Writer Tommy Starr and illustrator Collin Chartrand with "A Day with the Grandfathers" (Minegoziibe Anishinabe School/Frontier School Division)
While I was a young boy, I always had this deep feeling like something was missing inside me. I was puzzled due to this feeling. I kept asking myself, "What's wrong with me?" "Why can't I feel normal inside?" I felt as though I was a spear with no head.
—Tommy Starr, Writer
When Tommy Starr was growing up on Pine Creek First Nation, Manitoba, he
often felt that something was missing inside. In his words, he felt
like a "spear without a head." So his mother sent him to talk to his
grandfather who is an elder in the community.
Starr spent a day with his grandfather and experienced the sweat lodge for the first time. He also received his spirit name.
Starr turned that powerful experience into a story called A Day With My Grandfathers. And along with fellow student and illustrator Collin Chartrand, made the story into a children's book.

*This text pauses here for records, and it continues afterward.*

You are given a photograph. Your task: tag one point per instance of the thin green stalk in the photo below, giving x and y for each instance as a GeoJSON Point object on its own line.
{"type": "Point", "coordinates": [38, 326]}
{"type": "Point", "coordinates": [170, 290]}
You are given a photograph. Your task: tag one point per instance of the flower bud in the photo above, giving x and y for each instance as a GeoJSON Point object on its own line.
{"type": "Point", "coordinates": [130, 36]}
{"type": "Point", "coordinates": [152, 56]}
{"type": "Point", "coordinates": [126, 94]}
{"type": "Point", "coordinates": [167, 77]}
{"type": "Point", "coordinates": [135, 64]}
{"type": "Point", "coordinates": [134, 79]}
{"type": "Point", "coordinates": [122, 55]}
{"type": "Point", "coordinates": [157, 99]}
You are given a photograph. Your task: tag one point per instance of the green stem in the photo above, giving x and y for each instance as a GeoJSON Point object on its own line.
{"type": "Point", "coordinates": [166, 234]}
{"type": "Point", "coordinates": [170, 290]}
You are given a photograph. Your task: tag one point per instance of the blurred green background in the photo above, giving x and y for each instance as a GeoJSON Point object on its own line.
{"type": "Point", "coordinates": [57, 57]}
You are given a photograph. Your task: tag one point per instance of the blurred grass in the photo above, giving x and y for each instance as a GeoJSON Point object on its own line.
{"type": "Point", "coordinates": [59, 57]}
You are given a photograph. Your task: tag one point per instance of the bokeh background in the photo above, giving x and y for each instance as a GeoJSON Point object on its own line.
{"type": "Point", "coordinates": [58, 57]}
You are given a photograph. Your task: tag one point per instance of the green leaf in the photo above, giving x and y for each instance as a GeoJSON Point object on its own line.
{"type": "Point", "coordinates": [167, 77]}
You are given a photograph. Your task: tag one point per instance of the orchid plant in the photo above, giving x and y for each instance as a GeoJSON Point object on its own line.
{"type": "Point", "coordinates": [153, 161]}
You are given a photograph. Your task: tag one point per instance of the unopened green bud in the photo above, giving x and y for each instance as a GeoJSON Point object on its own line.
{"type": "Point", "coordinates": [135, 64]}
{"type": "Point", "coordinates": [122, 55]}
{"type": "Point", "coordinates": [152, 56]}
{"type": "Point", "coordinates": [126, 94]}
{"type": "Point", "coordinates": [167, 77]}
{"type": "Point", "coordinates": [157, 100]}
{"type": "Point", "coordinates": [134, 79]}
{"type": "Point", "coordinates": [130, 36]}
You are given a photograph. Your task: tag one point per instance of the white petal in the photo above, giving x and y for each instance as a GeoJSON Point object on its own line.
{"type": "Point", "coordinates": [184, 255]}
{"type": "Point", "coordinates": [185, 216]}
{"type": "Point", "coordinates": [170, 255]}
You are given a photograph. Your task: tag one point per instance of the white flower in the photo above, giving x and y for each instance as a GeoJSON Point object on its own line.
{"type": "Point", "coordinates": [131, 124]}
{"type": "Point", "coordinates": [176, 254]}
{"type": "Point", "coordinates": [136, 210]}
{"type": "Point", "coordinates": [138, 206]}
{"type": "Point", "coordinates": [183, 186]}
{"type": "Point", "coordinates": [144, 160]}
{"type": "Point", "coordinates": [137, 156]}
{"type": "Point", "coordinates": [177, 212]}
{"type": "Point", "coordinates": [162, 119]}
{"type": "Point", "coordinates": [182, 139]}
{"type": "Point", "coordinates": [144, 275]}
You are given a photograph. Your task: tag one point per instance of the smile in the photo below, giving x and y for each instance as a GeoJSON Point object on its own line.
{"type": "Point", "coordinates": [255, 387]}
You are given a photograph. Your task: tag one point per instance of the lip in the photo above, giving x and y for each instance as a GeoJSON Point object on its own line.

Starr turned the story into a children's book, along with fellow student and illustrator Collin Chartrand. And Starr submitted his story to the Canadian Aboriginal Writing and Arts Challenge.
A Day with My Grandfathers has picked up the first prize in the youth category. When Starr got the news he couldn't believe it. "I was amazed. I didn't think that I was that good a writer."
Giller Prize winner Joseph Boyden was on the jury that picked the winner. He says Starr's writing is "so simple in its presentation and yet so deep The whole story is just wonderful."
June 21 all the winners were honoured at a reception hosted by Joseph Boyden at the Manitoba Museum in Winnipeg.